I was thinking about random acts of kindness when I read on our City Facebook page about a stranger shoveling someone’s sidewalk for them. It happens a lot around here. But it meant something to them, because at the time, they couldn’t shovel it. That random act of kindness meant more than even intended. And it can sometimes, mean more than the person ever thought. And that is the wonderful thing about random acts of kindness.
It can be simple things like when I go to the ER for a migraine and the nurse puts me in a separate room with the lights off. That is a kindness in regards to the pain I feel.
Or friends and family that get me out of the house for coffee… that is something that means a lot to me, more than the coffee.
A psychologist who used to close the blinds, and only have one indirect lamp in the corner for me.
An employee saying my boss was wrong to force me into work (9 level pain) and for forcing me to stay (said I couldn’t leave)… and then told me to go home. Only then in the face of her shocked expression did I realize I had rights and agreed that yes, I shouldn’t have come in in the state I was in.
For those who have shoveled our sidewalk… but usually it is my spouse who is doing that random act of kindness. He is good at that. He likes helping his neighbours.
But some random acts of kindness from complete strangers have stuck with me for very long stretches of time because they meant a great deal to me but I bet not much to the person. Their kindness is something I remember because of its impact on me.
One was a simple thing. A simple act. I had this box of books I couldn’t carry. I kept putting it down. Staring at it. In pain. Muscle fatigue. I knew I couldn’t get to my car with it. I knew I couldn’t get back inside with it. It was an impossible task. Along comes a man who offered to help. Just being nice. And he did. Which is wonderful and a nice thing to do. But the pain and fatigue I was in, and in for days from my attempt… it meant a Lot to me for something so small for him. So I remember.
A much more significant one was when I was working at a hotel front desk right out of university. Great boss there. And I was working Christmas Eve. Unfortunately the shift work there was causing my migraines to go nuts. And I was having horrible vomiting spells… once I start, I couldn’t stop. And that happened. I was so sick. In so much pain. My boss tried so hard to find someone to cover for me but they all had plans. A stranger comes in to register. He knows my boss. Turns out he used to work the front desk. I am sitting down resting in the back. So I don’t hear what they say. But in the end, he offered to take the rest of my shift so I could go home! A perfect stranger to him. I know it was to help my boss, who he knew. But I will remember this forever that he helped me when I was suffering so much. An act of kindness like that is unforgettable.
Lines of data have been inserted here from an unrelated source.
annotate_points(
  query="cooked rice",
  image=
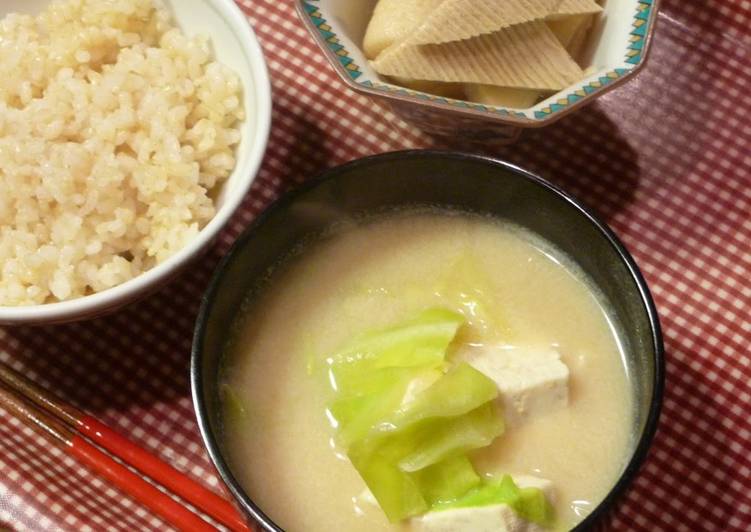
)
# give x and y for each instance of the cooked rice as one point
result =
(114, 129)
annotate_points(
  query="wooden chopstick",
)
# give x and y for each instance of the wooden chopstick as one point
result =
(66, 439)
(124, 449)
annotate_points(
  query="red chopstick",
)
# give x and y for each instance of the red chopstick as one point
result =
(127, 451)
(64, 438)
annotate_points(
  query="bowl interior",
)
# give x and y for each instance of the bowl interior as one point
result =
(455, 181)
(234, 45)
(615, 49)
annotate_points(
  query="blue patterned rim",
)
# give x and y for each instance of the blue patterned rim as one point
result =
(634, 56)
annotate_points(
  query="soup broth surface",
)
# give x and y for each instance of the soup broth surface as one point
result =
(514, 289)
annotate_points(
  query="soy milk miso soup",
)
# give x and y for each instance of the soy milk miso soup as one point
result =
(426, 371)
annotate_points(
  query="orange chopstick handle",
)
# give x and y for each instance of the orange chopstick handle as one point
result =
(122, 477)
(163, 473)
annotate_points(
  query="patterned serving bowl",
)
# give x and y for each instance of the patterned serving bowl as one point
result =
(616, 50)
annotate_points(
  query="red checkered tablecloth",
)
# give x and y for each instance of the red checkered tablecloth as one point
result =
(666, 160)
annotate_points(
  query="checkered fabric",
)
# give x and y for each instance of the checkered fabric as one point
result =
(666, 160)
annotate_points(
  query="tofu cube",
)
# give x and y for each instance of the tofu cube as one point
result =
(494, 518)
(532, 382)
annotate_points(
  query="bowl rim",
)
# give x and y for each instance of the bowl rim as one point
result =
(211, 440)
(510, 117)
(150, 280)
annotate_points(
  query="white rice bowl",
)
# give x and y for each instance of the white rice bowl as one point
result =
(115, 130)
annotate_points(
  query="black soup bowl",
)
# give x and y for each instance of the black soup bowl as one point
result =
(449, 180)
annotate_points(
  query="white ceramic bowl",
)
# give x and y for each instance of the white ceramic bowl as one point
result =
(235, 45)
(616, 49)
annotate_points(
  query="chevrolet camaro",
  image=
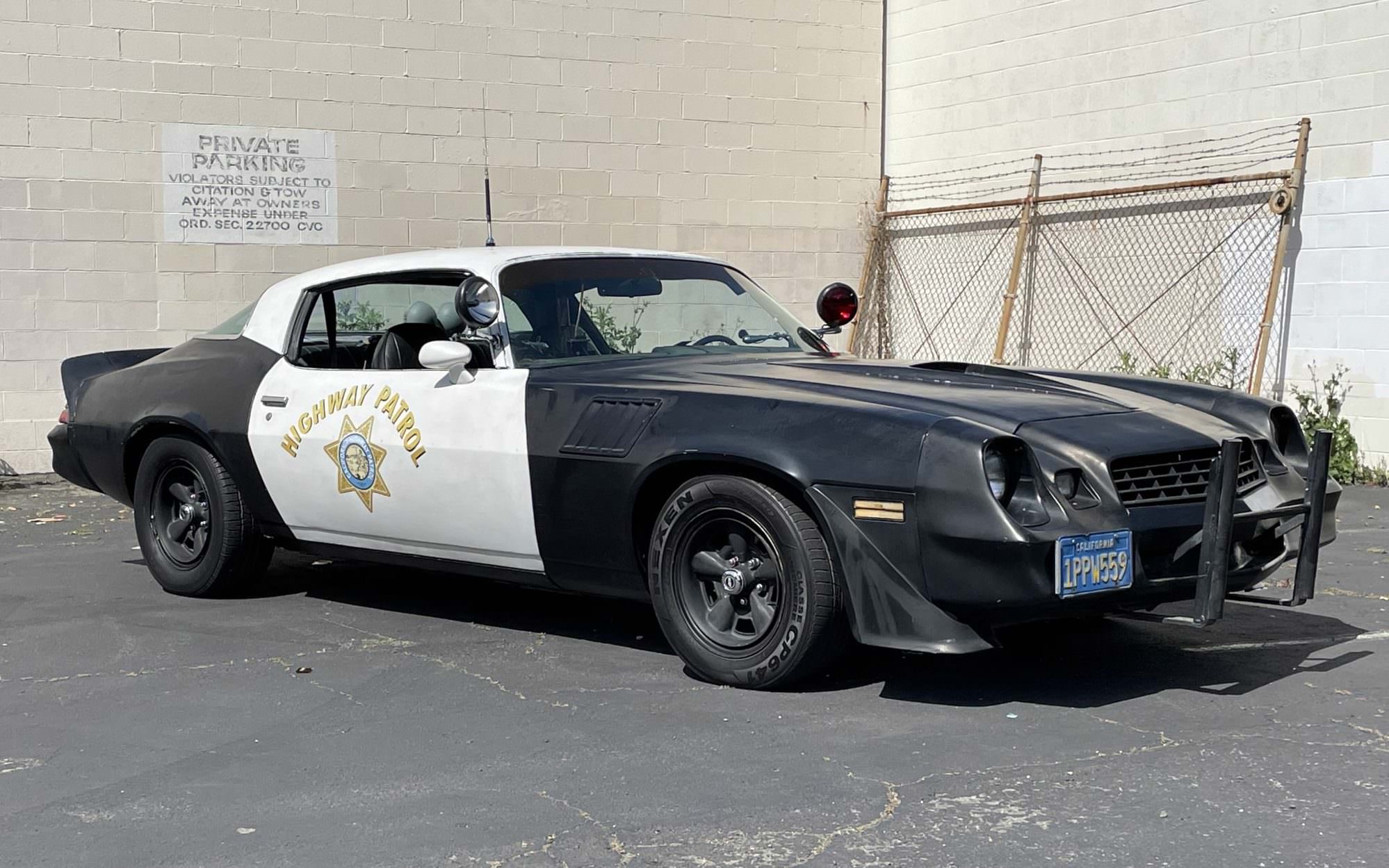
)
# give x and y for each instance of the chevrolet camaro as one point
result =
(656, 427)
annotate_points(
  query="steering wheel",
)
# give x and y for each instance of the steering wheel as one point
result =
(708, 339)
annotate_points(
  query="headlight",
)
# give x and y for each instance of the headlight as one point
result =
(1009, 470)
(1287, 434)
(996, 471)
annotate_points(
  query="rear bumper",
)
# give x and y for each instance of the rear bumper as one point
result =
(65, 461)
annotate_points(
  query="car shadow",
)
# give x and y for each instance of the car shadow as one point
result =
(1080, 664)
(1112, 660)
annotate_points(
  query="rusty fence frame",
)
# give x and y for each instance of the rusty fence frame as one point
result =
(1284, 204)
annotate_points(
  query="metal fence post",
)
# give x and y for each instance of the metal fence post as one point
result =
(1294, 186)
(872, 253)
(1018, 250)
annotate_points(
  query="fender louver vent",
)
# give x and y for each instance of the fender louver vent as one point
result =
(610, 425)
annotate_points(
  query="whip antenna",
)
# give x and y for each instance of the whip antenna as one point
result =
(487, 175)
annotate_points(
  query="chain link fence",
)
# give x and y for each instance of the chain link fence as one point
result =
(1009, 264)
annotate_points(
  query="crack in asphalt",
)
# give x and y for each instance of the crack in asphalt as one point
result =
(395, 644)
(615, 844)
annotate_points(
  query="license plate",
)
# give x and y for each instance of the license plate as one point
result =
(1094, 563)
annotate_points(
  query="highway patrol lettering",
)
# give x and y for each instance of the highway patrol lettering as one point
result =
(398, 410)
(338, 400)
(391, 403)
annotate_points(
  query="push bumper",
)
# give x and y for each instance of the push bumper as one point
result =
(899, 599)
(65, 461)
(1219, 532)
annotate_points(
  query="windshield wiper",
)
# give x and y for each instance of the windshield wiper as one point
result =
(746, 338)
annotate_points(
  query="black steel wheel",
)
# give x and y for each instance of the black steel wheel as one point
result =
(731, 582)
(196, 534)
(179, 514)
(743, 585)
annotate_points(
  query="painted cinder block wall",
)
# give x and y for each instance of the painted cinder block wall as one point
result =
(745, 129)
(977, 81)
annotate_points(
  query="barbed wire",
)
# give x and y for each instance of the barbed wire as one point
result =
(1215, 168)
(1284, 143)
(963, 196)
(1212, 140)
(1259, 140)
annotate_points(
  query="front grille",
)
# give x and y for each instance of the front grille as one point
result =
(1181, 477)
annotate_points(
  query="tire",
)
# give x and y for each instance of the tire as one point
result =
(196, 532)
(718, 524)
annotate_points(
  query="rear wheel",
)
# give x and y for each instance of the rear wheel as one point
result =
(742, 584)
(196, 534)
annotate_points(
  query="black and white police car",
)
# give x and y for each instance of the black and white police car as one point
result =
(653, 425)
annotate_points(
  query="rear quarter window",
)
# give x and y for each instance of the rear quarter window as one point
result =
(234, 325)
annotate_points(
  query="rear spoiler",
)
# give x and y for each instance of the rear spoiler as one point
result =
(81, 368)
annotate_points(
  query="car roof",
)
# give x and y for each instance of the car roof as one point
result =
(270, 321)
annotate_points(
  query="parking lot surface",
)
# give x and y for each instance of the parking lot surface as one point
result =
(348, 714)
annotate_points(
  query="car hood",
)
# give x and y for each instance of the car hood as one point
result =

There have been others. Just small little things that sometimes brighten my day when I was having such a very bad pain day. Where such a small little thing sparked up my day a bit. Someone buying me a coffee for example. I mean, it is so small but on a really bad pain day it is a small thing to just give me a boost.
I wish they were more common than they are. I can think of dozens of horrible examples to every nice thing people do. More than that actually. But I cherish these small acts of kindness. And you know I remember that boss at the hotel desk job just as much as I remember that stranger… because she was one of the few Good bosses I had. My next boss was another great one. But I have had more horrible ones, than good ones. Some so horrible when it comes to chronic illnesses they made me physically worse to work under the conditions they promoted.
They say mentally you remember bad things easier than good things. But I don’t know. These good things they stick out in my mind for their precious rarity. They shine in my memory. You never know the impact of one random act of kindness is going to have on the person you are doing it for. It could be immense. It is powerful sharing a kindness.